Farm policy denounced as mean

Series Title
Series Details 27/02/97, Volume 3, Number 08
Publication Date 27/02/1997
Content Type

Date: 27/02/1997

By Elizabeth Wise

THE EU may be the world's number one giver of development aid, but it has a selfish streak when it comes to farming, say critics.

“The Commission has brave words,” said a non-EU diplomat based in Brussels. “It tells Mercosur, Mexico, South Africa and others: 'We are going to open up trade.' But agriculture is excluded.”

More than a few foreign diplomats remember their surprise at “a huge fight with Argentina over a tiny quota of lemons” after Austria, Sweden and Finland joined the Union; or “the time Poland wanted an extra truckload of raspberry jam” in its export allowance to the Union and was not given it.

EU governments want to ensure that farm trade concessions to any nation will not hurt the Union's Common Agriculture Policy. And they want to avoid having to renegotiate the CAP before the arrival of central and eastern European countries (CEECs) in the Union.

Bonn, normally a champion of the CEECs, was one of three EU governments which in 1995 rejected a Commission proposal to increase quotas and reduce the tariffs that curb CEEC exports to the Union.

In late 1995 and early 1996, when poor countries trembled on the edge of famine because of a global grain shortage, the EU set such high export tariffs on European produce that it effectively prevented any grain from reaching needier populations.
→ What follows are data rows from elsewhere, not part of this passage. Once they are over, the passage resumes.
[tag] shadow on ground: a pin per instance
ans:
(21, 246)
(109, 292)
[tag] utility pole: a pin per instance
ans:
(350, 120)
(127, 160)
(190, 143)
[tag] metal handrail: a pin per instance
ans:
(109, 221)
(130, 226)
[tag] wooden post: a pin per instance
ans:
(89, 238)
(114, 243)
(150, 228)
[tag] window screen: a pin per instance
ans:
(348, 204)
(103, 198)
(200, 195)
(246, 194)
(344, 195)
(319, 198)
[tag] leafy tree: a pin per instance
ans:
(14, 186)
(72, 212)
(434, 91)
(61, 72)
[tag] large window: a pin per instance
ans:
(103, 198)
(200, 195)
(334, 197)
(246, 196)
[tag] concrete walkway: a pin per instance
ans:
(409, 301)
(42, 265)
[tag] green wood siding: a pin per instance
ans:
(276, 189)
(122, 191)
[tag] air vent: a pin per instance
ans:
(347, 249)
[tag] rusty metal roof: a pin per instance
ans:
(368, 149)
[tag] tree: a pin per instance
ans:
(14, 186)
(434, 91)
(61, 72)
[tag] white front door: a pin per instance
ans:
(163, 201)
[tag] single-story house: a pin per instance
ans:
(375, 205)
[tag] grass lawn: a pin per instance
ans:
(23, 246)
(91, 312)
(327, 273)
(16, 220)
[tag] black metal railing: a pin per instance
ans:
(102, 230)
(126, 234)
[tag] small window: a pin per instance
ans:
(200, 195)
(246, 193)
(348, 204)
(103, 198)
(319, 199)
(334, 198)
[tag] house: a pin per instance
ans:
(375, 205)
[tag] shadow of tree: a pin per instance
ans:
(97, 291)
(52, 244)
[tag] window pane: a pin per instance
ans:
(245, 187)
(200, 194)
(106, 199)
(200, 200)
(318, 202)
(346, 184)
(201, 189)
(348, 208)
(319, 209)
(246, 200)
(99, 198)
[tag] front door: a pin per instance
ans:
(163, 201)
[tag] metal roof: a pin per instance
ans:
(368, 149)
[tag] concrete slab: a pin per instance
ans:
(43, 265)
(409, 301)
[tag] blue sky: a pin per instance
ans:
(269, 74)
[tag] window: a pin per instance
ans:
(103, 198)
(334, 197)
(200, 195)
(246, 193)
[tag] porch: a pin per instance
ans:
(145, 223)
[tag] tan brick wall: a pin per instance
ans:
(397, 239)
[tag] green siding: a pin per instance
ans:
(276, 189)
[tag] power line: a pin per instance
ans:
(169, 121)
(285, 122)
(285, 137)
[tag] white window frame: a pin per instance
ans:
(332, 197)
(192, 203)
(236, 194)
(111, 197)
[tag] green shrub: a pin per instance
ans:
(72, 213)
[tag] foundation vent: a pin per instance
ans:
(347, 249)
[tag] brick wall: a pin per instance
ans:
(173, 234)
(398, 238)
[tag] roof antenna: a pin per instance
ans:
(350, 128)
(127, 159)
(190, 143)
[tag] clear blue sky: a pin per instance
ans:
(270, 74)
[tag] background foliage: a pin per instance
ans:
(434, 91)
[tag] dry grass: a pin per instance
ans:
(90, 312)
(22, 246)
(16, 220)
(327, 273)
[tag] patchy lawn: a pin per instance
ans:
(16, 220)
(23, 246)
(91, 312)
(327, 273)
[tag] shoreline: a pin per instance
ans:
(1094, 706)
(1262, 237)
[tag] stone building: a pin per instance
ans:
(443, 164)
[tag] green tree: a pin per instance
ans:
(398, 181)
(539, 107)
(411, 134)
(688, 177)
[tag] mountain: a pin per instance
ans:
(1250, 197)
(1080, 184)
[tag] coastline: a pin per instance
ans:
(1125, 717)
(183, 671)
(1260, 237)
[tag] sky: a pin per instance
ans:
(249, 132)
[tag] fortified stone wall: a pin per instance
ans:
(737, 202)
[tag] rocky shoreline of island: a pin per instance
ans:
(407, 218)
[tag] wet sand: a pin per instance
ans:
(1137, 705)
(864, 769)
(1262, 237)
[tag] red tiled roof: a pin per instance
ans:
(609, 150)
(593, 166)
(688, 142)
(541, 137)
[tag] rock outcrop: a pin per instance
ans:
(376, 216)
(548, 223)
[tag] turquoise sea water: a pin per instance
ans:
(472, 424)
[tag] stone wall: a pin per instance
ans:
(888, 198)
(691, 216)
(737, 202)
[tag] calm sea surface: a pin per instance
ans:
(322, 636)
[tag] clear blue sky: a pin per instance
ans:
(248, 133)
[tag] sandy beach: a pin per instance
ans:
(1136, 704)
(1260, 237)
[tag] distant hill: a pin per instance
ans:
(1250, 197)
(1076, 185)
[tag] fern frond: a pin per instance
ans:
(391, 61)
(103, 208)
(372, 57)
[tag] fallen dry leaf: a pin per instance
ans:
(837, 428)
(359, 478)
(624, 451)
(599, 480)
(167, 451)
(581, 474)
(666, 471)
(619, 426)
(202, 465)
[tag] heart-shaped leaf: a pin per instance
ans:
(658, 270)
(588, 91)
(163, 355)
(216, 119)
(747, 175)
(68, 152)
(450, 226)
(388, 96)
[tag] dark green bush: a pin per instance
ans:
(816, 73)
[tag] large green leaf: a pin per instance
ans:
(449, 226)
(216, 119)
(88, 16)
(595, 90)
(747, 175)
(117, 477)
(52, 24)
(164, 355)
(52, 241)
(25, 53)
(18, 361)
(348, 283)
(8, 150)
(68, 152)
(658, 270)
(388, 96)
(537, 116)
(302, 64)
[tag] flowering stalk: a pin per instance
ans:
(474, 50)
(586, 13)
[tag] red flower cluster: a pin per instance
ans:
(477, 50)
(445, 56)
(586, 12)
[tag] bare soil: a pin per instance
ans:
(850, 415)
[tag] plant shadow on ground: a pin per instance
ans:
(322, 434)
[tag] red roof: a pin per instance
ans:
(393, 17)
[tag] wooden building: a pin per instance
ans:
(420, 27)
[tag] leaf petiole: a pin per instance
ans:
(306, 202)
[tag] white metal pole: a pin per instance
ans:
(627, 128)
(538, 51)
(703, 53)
As an explanation for such behaviour, some blame the history of the Common Agricultural Policy. “When the CAP was first developed [in 1957], World War II was still fresh in European minds and Europe had to provide its own food,” recalled one official.

That is no longer the case, however, and non-Europeans do not buy that argument.

“We would understand if it were Poland, Egypt, Ghana or Bolivia saying that, but it is hard to tolerate from France,” said a diplomat.

When the EU made clear last year that it would exclude 39&percent; of South Africa's farm goods from its offer of free trade with Pretoria, a South African diplomat complained: “France and Germany see us as an employment threat. They seem to have forgotten which country is the developing one and which are developed.”

The Union is an open market to produce from the 70 African, Caribbean and Pacific (ACP) nations linked to it through the development pact known as the Lomé Convention.

But Lomé's future is uncertain - EU institutions are reconsidering whether to renew the pact and the WTO will eventually rule it illegal.